What will you find? Archwilio, the world’s first APP to reveal a whole country’s archaeological treasures

Exploration of Wales’ archaeological treasures is set to be transformed, not only for those with limited knowledge of archaeology but also seasoned archaeologists alike, with the launch of the fun and interactive Archwilio APP – a world first for Wales.

The Archwilio APP, commissioned by the four Welsh Archaeological Trusts and designed by the University of South Wales’ Centre for Excellence in Mobile Applications and Services (CEMAS), is the first time a whole country’s archaeological records have been listed in one APP.

Free to download, the Archwilio APP, will be  launched on Thursday 7th November by The Minister for Culture and Sport, John Griffiths, at the National Museum Wales in Cardiff.

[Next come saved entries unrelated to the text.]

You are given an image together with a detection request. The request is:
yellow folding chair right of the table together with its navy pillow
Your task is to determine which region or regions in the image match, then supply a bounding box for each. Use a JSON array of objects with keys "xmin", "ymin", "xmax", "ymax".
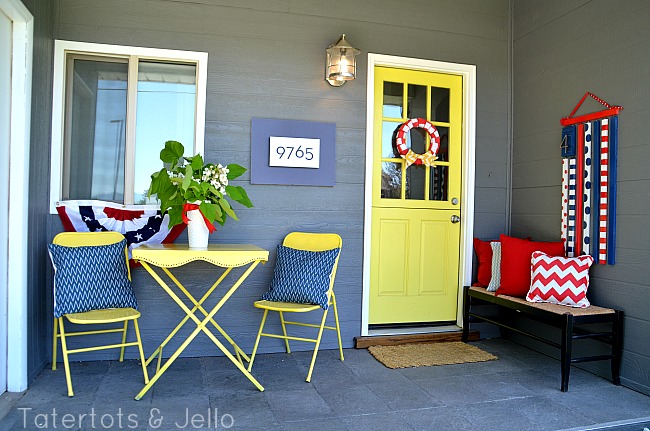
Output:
[{"xmin": 248, "ymin": 232, "xmax": 344, "ymax": 382}]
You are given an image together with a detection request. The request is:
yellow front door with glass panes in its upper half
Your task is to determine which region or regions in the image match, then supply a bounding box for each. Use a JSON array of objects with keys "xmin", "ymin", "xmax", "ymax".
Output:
[{"xmin": 369, "ymin": 67, "xmax": 463, "ymax": 324}]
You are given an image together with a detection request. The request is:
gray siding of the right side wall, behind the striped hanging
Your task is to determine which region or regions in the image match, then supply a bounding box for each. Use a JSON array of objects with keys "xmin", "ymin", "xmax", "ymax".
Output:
[{"xmin": 512, "ymin": 0, "xmax": 650, "ymax": 393}]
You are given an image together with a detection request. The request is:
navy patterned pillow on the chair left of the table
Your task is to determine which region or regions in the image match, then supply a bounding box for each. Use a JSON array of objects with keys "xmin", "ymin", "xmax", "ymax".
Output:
[{"xmin": 48, "ymin": 239, "xmax": 138, "ymax": 317}]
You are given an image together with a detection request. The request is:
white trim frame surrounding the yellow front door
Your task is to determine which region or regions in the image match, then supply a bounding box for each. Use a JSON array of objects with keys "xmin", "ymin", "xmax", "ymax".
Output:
[{"xmin": 361, "ymin": 53, "xmax": 476, "ymax": 336}]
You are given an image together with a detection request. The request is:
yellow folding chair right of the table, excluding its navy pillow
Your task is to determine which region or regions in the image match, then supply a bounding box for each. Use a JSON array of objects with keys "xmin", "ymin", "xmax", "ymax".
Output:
[{"xmin": 248, "ymin": 232, "xmax": 344, "ymax": 382}]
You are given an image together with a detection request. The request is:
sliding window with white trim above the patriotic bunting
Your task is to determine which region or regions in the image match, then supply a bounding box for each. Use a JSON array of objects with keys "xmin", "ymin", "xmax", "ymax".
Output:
[{"xmin": 50, "ymin": 40, "xmax": 208, "ymax": 213}]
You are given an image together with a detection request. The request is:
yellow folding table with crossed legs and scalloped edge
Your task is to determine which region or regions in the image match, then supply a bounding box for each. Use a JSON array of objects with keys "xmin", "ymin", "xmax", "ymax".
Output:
[{"xmin": 132, "ymin": 244, "xmax": 269, "ymax": 400}]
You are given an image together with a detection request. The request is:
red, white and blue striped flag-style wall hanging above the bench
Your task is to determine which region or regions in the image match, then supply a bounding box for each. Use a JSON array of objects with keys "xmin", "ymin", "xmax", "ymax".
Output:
[{"xmin": 560, "ymin": 92, "xmax": 623, "ymax": 265}]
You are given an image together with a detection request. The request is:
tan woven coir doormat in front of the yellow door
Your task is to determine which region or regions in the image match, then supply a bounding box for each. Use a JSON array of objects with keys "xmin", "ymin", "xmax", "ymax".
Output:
[{"xmin": 368, "ymin": 341, "xmax": 498, "ymax": 368}]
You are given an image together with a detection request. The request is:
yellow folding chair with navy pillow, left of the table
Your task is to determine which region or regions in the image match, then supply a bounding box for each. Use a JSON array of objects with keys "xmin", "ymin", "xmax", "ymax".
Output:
[{"xmin": 50, "ymin": 232, "xmax": 149, "ymax": 397}]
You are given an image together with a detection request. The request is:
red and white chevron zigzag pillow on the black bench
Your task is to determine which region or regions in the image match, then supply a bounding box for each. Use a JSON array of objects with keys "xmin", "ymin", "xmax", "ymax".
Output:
[{"xmin": 526, "ymin": 251, "xmax": 594, "ymax": 308}]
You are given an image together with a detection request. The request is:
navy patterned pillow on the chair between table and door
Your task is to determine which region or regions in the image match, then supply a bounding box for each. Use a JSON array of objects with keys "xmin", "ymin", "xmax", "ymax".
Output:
[{"xmin": 262, "ymin": 245, "xmax": 341, "ymax": 310}]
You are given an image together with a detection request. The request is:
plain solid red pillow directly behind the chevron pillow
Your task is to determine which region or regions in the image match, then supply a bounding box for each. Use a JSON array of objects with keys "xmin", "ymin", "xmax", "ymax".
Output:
[{"xmin": 496, "ymin": 235, "xmax": 564, "ymax": 298}]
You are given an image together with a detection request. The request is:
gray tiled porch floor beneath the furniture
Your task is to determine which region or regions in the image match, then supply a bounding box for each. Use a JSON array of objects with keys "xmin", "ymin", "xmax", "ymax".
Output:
[{"xmin": 0, "ymin": 339, "xmax": 650, "ymax": 431}]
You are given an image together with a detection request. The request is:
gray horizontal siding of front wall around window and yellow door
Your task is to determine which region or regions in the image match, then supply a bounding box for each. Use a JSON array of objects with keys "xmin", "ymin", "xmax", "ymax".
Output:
[{"xmin": 30, "ymin": 0, "xmax": 510, "ymax": 384}]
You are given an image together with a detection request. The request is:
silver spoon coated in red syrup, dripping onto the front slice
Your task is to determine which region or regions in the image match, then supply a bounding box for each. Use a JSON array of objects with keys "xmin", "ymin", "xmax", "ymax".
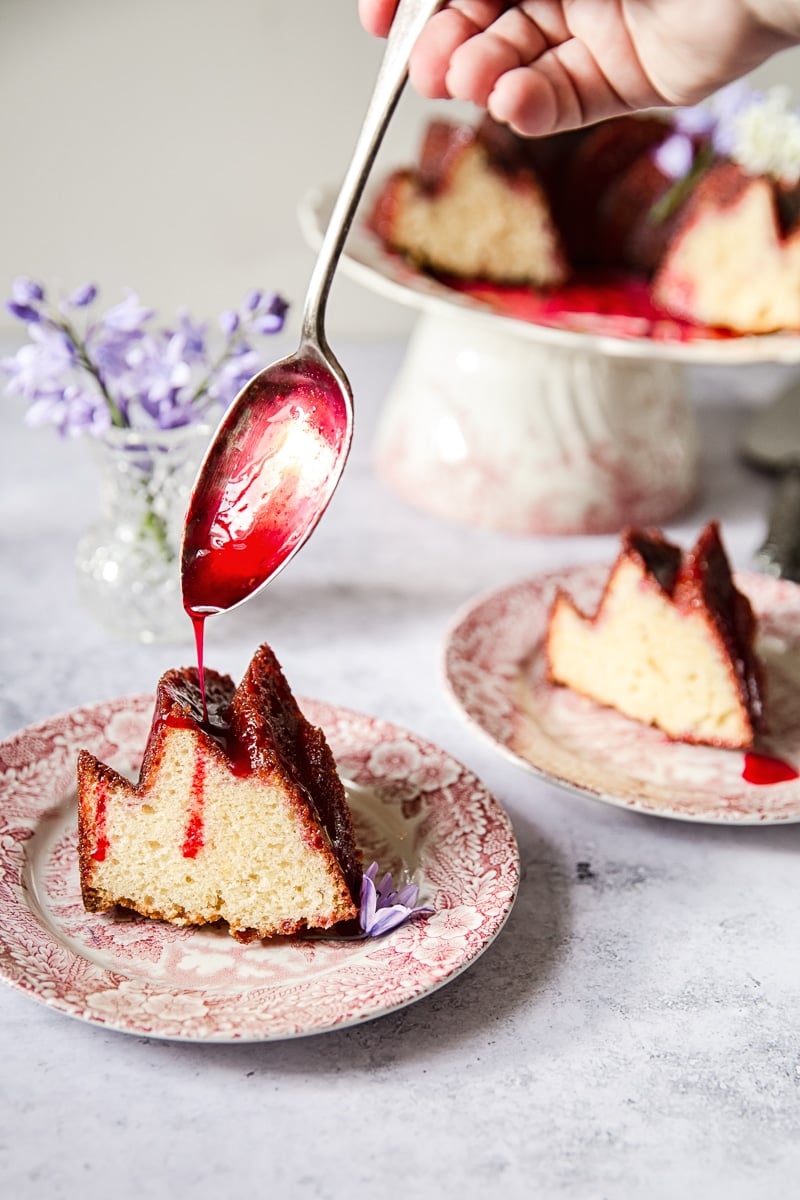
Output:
[{"xmin": 181, "ymin": 0, "xmax": 444, "ymax": 628}]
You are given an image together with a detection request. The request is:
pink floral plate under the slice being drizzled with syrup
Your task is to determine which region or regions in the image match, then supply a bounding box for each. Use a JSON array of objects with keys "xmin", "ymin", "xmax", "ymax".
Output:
[{"xmin": 0, "ymin": 696, "xmax": 519, "ymax": 1042}]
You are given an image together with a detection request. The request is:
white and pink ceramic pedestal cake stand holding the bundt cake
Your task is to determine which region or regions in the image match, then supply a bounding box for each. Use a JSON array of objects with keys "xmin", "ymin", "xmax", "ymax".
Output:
[{"xmin": 300, "ymin": 188, "xmax": 800, "ymax": 534}]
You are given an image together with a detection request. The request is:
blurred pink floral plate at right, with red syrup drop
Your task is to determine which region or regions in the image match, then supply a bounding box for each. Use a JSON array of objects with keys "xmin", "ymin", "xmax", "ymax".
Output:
[{"xmin": 444, "ymin": 565, "xmax": 800, "ymax": 824}]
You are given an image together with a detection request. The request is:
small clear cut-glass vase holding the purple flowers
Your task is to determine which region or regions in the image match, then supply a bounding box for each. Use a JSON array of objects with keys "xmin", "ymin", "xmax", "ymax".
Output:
[{"xmin": 76, "ymin": 425, "xmax": 211, "ymax": 642}]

https://play.google.com/store/apps/details?id=mobi.cemas.archwilio&hl=enwill

The APP provides an interactive means for users to provide their own updates on any archaeological records held. Images or information on new finds can be uploaded via the APP to the Welsh Archaeological Trusts for consideration.

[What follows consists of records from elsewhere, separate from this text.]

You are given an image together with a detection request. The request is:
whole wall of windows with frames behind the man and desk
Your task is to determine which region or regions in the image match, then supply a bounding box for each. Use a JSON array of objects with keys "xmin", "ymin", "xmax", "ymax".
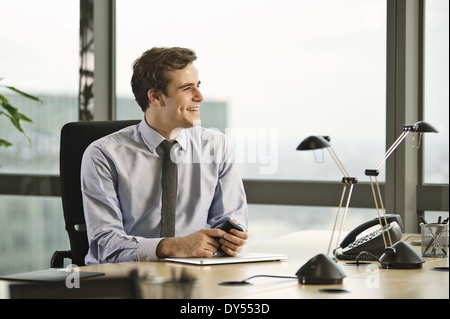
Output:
[{"xmin": 0, "ymin": 0, "xmax": 449, "ymax": 275}]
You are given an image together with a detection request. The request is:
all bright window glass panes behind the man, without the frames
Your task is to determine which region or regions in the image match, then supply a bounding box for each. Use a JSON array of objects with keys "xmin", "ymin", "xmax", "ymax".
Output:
[{"xmin": 0, "ymin": 0, "xmax": 449, "ymax": 274}]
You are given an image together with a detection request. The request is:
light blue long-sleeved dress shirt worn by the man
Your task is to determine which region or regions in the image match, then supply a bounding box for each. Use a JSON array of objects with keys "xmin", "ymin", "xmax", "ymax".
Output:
[{"xmin": 81, "ymin": 120, "xmax": 248, "ymax": 265}]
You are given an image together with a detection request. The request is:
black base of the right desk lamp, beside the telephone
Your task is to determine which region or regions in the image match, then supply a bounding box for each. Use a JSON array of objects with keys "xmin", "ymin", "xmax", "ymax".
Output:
[{"xmin": 379, "ymin": 241, "xmax": 425, "ymax": 269}]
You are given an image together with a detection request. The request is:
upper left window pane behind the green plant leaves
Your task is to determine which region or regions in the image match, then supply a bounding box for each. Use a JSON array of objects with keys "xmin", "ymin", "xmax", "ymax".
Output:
[{"xmin": 0, "ymin": 0, "xmax": 79, "ymax": 174}]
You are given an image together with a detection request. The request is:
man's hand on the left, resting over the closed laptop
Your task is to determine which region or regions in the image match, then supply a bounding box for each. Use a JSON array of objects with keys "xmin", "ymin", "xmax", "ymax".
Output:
[{"xmin": 156, "ymin": 229, "xmax": 227, "ymax": 258}]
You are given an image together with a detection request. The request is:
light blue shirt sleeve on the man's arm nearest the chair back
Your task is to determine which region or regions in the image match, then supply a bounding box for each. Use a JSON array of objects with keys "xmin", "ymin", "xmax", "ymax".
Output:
[{"xmin": 81, "ymin": 144, "xmax": 162, "ymax": 264}]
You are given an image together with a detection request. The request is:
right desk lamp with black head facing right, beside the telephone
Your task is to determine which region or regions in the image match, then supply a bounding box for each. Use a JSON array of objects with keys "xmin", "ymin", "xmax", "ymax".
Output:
[{"xmin": 365, "ymin": 122, "xmax": 438, "ymax": 269}]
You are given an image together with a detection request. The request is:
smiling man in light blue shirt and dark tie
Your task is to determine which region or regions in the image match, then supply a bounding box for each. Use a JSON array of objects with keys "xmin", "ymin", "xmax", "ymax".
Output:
[{"xmin": 81, "ymin": 48, "xmax": 248, "ymax": 264}]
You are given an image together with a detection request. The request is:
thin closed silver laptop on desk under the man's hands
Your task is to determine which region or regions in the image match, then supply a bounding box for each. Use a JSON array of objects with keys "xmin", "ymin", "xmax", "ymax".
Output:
[{"xmin": 164, "ymin": 253, "xmax": 288, "ymax": 265}]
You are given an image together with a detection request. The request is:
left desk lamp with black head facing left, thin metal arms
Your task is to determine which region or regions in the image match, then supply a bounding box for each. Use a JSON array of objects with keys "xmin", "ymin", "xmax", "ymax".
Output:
[{"xmin": 296, "ymin": 136, "xmax": 357, "ymax": 284}]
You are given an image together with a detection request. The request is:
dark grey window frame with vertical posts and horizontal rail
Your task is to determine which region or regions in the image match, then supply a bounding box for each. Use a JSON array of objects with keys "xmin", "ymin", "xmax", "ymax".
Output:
[{"xmin": 0, "ymin": 0, "xmax": 449, "ymax": 232}]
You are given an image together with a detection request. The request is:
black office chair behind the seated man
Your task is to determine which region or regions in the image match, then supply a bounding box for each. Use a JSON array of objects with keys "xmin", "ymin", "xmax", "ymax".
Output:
[{"xmin": 50, "ymin": 120, "xmax": 140, "ymax": 268}]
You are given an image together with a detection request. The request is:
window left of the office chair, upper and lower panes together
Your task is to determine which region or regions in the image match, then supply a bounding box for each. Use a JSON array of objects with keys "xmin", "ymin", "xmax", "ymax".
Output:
[{"xmin": 0, "ymin": 0, "xmax": 80, "ymax": 275}]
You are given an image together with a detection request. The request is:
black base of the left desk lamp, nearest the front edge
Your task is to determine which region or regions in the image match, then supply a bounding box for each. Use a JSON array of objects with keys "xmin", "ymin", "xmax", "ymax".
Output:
[{"xmin": 295, "ymin": 254, "xmax": 346, "ymax": 285}]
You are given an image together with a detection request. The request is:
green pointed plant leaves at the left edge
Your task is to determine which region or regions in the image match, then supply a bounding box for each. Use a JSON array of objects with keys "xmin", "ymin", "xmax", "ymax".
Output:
[{"xmin": 0, "ymin": 78, "xmax": 42, "ymax": 147}]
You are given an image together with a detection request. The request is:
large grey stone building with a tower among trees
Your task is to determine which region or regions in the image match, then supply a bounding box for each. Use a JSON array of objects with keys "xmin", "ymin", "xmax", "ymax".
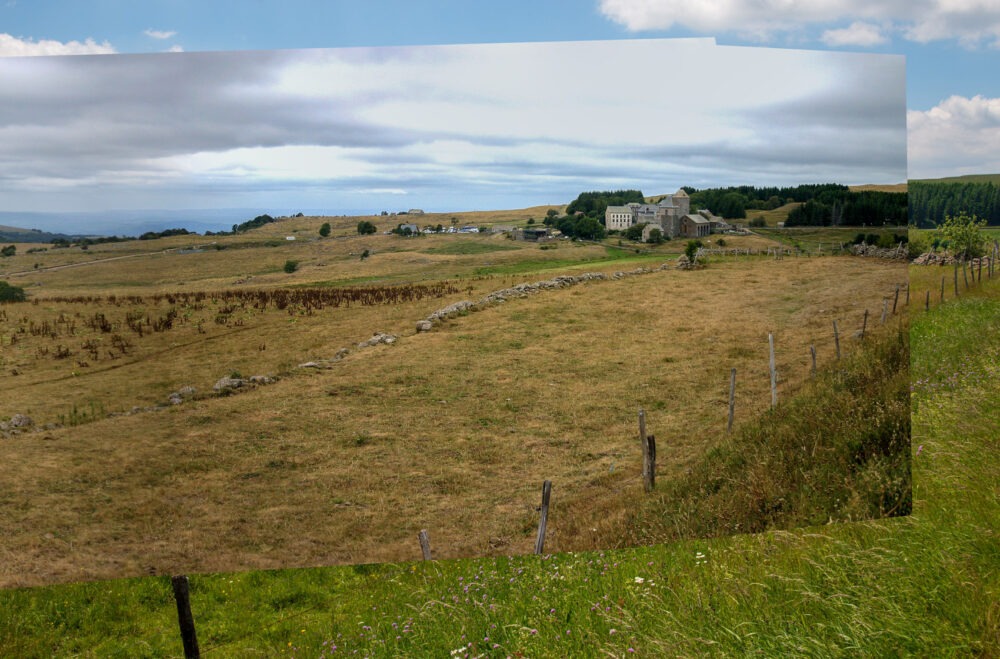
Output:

The APP holds information on a vast range of archaeological sites from the well known to the quirky.  These include details on a conservation project undertaken on a substantial ‘lost’ coastal medieval settlement near St Ishmaels in Carmarthenshire.

Another record provides details of a Roman trading settlement alongside the Menai Strait on Anglesey. The site was investigated by Gwynedd Archaeological Trust following significant finds of Roman date. Geophysical survey and excavation have revealed evidence for a substantial settlement of a rare type in Wales. There are no surface remains, but the APP would allow walkers on the Anglesey coastal footpath which runs through the site to be made aware that they were walking through a 2,000 year old settlement.

A recent find was a possible Roman Fort near Wiston in Pembrokeshire. Investigations by Dyfed Archaeological Trust are underway, but the Roman connection is suggested is due to the presence of a large U-shaped ditch or hollow approximately 35m wide and 140m long with two perpendicular arms, and its location approximately 50m to the north of the remains of a Roman Road.

At Strata Marcella Abbey, to the north of Welshpool, the Clwyd-Powys Archaeological Trust has been investigating the site of the Cistercian abbey of Strata Marcella. Founded in 1170 it was already partially ruined at the time of the dissolution of the monasteries in 1536 and today there is very little left to see of a once grand religious site.

“The Archwilio app marks an important leap forwards in using technology to discover the heritage of Wales. As well as allowing users to check records, the app can be used to add information, opening up opportunities for volunteers to get directly involved in archaeological recording and investigation.  The Archwilio app truly opens archaeology to everyone in Wales.”